Acabamos esta relación de maravillas alternativas o “no-maravillas” con uno de los restos arqueológicos más importantes encontrados en Bédar.

Es muy poco lo que se sabe de la historia de Bédar durante la dominación musulmana y los orígenes mismos del pueblo. Las primeras referencias a Bédar y Serena son durante la época del reino de Granada, como pueblos pertenecientes a la cora de Bayyana (Almería). El aprovechamiento racional del escaso agua mediante las tandas arábigas permitía una huerta productiva y el cultivo del moral para la cría del gusano de la seda.
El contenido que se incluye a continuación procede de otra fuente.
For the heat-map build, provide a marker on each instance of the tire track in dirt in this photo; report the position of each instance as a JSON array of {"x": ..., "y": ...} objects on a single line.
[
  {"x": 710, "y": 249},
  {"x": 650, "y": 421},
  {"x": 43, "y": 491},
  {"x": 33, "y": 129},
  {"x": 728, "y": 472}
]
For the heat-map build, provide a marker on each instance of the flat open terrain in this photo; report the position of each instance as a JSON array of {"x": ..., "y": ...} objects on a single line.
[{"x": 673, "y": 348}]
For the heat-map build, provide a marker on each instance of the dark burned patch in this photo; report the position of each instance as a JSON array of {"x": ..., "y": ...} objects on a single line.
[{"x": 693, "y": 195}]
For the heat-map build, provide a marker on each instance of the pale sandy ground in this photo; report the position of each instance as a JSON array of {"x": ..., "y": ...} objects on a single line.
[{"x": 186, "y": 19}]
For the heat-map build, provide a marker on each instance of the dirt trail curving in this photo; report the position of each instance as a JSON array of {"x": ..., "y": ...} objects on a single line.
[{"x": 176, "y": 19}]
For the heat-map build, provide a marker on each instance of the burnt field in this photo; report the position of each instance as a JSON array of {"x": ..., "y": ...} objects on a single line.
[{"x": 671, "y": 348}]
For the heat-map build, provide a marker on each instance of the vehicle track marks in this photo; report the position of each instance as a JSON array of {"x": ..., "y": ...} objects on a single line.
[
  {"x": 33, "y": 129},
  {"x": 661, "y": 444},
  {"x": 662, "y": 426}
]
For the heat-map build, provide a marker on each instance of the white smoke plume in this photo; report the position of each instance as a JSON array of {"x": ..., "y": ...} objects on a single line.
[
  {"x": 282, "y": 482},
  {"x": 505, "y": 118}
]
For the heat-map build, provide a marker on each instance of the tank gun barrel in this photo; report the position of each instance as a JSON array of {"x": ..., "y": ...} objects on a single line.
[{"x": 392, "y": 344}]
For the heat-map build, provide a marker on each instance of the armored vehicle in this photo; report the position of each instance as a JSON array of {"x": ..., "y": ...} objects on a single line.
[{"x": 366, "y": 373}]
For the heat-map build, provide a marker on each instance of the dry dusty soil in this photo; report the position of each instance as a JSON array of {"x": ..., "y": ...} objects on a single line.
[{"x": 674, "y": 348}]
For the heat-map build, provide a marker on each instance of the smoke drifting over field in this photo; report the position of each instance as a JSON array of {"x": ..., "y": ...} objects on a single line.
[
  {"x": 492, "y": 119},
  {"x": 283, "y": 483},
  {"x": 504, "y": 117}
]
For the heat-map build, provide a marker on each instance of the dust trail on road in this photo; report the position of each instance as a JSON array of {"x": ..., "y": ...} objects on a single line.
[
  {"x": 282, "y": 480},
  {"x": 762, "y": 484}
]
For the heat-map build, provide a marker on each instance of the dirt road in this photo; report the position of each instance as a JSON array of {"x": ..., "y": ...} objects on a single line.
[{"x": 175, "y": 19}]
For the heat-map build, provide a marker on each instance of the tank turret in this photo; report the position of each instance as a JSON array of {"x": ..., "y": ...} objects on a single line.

Al estar ubicadas ambas poblaciones en la frontera con los reinos cristianos(siglos XIII y XIV), se consideraba que el castillo de Bédar podría ser uno de los construidos (o reparados) durante el reinado de Muhammad V. En la frontera, cada núcleo de población debía contar con una fortaleza o al menos una torre de refugio.

Con respecto a épocas anteriores, se maneja como hipótesis más plausible la de la creación del pueblo a partir de población mozárabe que se estableció en la sierra durante los primeros y convulsos siglos tras la conquista musulmana.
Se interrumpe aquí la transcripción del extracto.